# Acadia Tandems



## Connecticut (Feb 27, 2010)

OK, so my wife and I are going to Acadia and I hear their carriage trails are open to biking and they sound super-low technical.... so I was thinking it would be way cool to rent a tandem mountain bike and cruise the trails.

Does anyone know of a place to rent tandems close to there?


----------



## Jisch (Feb 27, 2010)

I don't know that area well from a bike shop perspective, but I've never seen a place that rents mountain bike tandems. You might want to check over at NEMBA, there are a few people there from RI (Bdee)and may have more info. 

John


----------



## Johnskiismore (Feb 28, 2010)

Those carriage trails are fun, we did them last summer.  Sorry that I do not have any info on local bike rentals.


----------



## wa-loaf (Feb 28, 2010)

There are a couple shops in Bar Harbor that rent bikes. I'm sure they have a few tandems. Don't recall their names, but I'm sure something will turn up with a little googling.

Carriage trails are basically well packed gravel roads. Easy for biking. Stop at Jordan Pond for tea and popovers.


----------



## Jisch (Mar 1, 2010)

Just realized you meant Acadia (in ME) and not Arcadia (in RI). Sorry about that.


----------



## BackLoafRiver (Mar 1, 2010)

The carriage trails are fantastic and pretty low tech.  There are some side things you can do if you want technical riding.  There are a couple pretty big hills but nothing gross.

Bar Harbor Bike Rentals http://www.barharborbike.com/equipment_rental.html rents tandems.  I think there is another shop but I can't remember the name. Bar Harbor Bikes also rents full suspension stuff if you want to do some solo stuff later.
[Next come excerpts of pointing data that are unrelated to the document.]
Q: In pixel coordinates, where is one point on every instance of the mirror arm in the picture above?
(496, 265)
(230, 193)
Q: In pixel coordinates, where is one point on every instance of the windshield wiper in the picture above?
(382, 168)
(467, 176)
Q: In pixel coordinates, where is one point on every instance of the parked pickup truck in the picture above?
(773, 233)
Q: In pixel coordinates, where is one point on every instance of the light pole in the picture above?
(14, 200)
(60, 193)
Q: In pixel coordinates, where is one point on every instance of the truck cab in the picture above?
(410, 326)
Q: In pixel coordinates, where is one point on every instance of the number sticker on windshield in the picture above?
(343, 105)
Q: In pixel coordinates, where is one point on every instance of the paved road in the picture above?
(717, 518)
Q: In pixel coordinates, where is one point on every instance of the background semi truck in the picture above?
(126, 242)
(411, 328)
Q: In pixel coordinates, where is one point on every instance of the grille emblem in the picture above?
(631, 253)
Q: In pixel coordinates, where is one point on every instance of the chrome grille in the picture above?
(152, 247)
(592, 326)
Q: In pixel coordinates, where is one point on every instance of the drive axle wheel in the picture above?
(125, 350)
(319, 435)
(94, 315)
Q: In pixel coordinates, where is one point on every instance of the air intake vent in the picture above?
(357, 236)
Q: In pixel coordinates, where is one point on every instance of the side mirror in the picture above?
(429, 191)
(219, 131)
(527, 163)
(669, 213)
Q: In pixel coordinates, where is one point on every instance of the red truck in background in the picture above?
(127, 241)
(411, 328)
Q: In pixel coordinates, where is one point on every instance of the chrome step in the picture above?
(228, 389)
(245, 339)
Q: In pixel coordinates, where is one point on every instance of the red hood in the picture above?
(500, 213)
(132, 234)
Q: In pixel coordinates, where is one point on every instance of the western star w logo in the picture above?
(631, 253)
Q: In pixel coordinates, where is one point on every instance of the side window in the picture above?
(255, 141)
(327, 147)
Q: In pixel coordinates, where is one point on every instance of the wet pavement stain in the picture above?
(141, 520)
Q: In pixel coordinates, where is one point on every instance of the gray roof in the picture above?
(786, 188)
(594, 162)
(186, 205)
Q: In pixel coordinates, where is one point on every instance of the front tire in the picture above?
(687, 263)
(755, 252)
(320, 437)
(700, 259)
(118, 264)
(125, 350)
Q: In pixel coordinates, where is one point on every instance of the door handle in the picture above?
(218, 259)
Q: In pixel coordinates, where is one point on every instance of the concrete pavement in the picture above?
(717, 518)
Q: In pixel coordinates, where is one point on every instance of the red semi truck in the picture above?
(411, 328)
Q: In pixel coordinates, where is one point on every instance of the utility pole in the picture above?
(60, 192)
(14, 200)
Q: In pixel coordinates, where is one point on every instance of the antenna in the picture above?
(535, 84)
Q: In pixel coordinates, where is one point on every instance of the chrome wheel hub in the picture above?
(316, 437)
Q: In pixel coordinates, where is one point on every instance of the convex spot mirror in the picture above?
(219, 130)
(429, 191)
Btw...a great ride is starting at the Jordan Pond House and doing the trail that starts across the road, looping, and coming back for tea and popovers.  Did this with my GF last summer and she loved it. Just beware horses and all that comes with it  :wink:


----------



## WakeboardMom (Mar 3, 2010)

Now that I've read this thread, I'm laughing at myself.  I read the title and thought, "Oh, yeah, I remember renting a tandem in Bar Harbor to ride on the carriage paths in Acadia."  It was one of those that a parent and a child ride together...my daughter was 4.  : - )  Not really what you're looking for.


----------